Batch upscale in a Loop with ESRGAN
Place the Upscale Image node inside a Loop to process multiple images. Use ESRGAN with the RealESRGAN_x4plus variant for a good balance of speed and quality across large batches.
Best practices
Choose the right model for your use case
- Topaz for professional photography and high-fidelity results
- ESRGAN for fast batch processing and general-purpose upscaling
- Creative Upscaler for AI-generated art that benefits from creative enhancement
- AuraSR for quick, lightweight upscaling when speed matters most
Start with 2x
Begin with a 2x upscale factor. Doubling resolution is usually sufficient and produces the most reliable results. Only go higher if you specifically need very large output.

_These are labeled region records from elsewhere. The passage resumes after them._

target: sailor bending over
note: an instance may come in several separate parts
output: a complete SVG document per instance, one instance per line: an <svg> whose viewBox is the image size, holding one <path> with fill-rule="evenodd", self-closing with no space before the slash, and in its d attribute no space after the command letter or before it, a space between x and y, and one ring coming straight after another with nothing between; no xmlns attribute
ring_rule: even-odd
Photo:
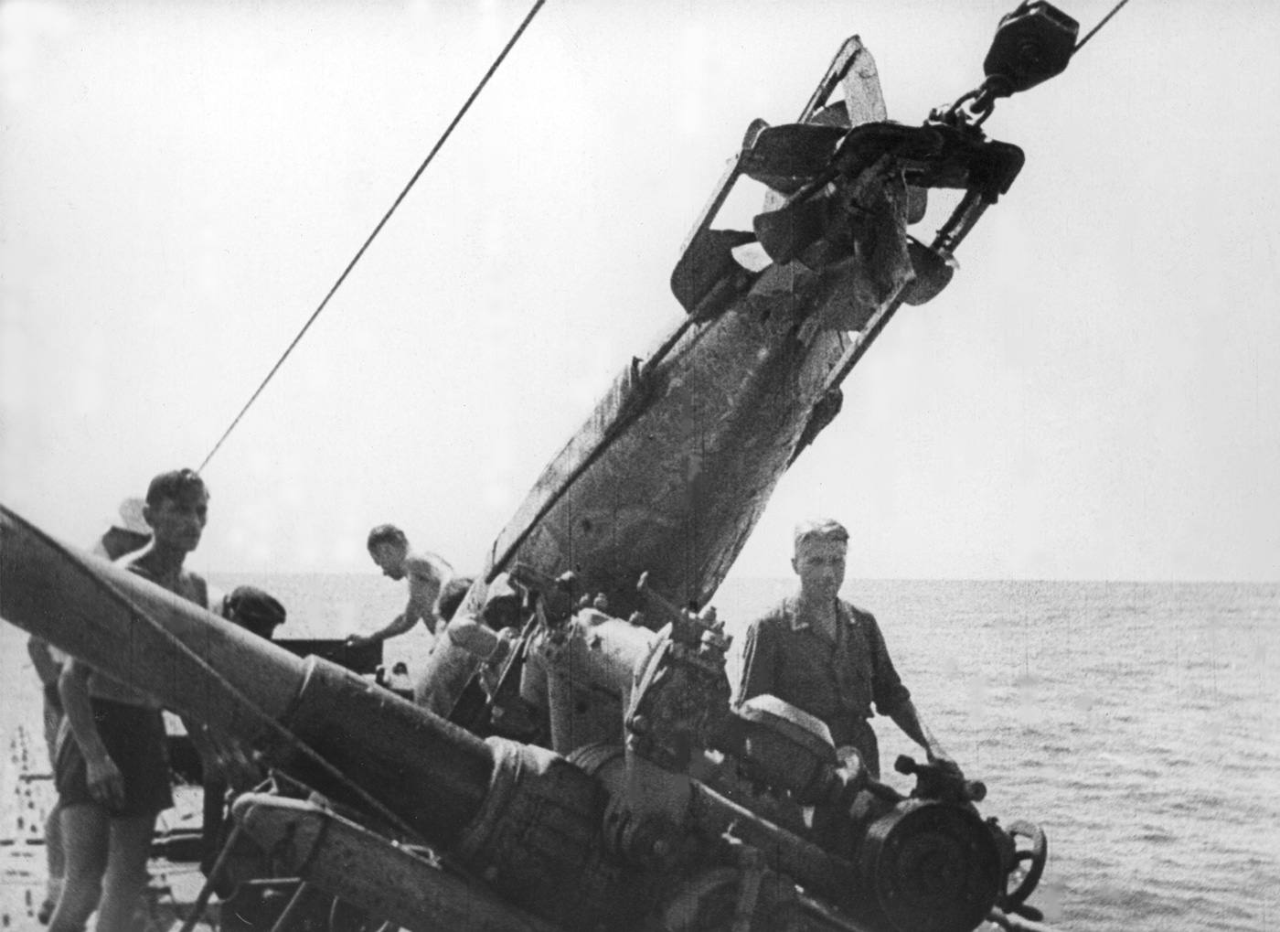
<svg viewBox="0 0 1280 932"><path fill-rule="evenodd" d="M408 579L408 604L387 627L372 634L352 634L347 644L360 647L384 641L388 638L404 634L420 620L435 634L439 616L435 613L435 599L453 575L453 567L434 553L413 550L408 538L396 525L378 525L369 531L369 556L381 568L384 576L394 580Z"/></svg>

Use face enhancement for portraits
When upscaling photos with people, enable face enhancement (Topaz) or face upscaling (ESRGAN) to preserve facial detail that generic upscaling can distort.
Common issues
Model not available
This feature is gated. Ensure your plan includes access to the selected upscaling model, and that a valid LLM selection is configured.
Image too large
Very large input images may exceed processing limits. Consider resizing the source image before upscaling, or use a lower upscale factor.
Blurry result
Try a different sub-model or variant. For Topaz, switch from a Core to a Generative sub-model. For ESRGAN, try the _v3 variants. Increasing the sharpen setting can also help.
Face looks wrong
Enable face-specific enhancement. In Topaz, adjust the face enhancement strength and sensitivity. In ESRGAN, enable face upscaling. Generative models may hallucinate facial details at high scale factors.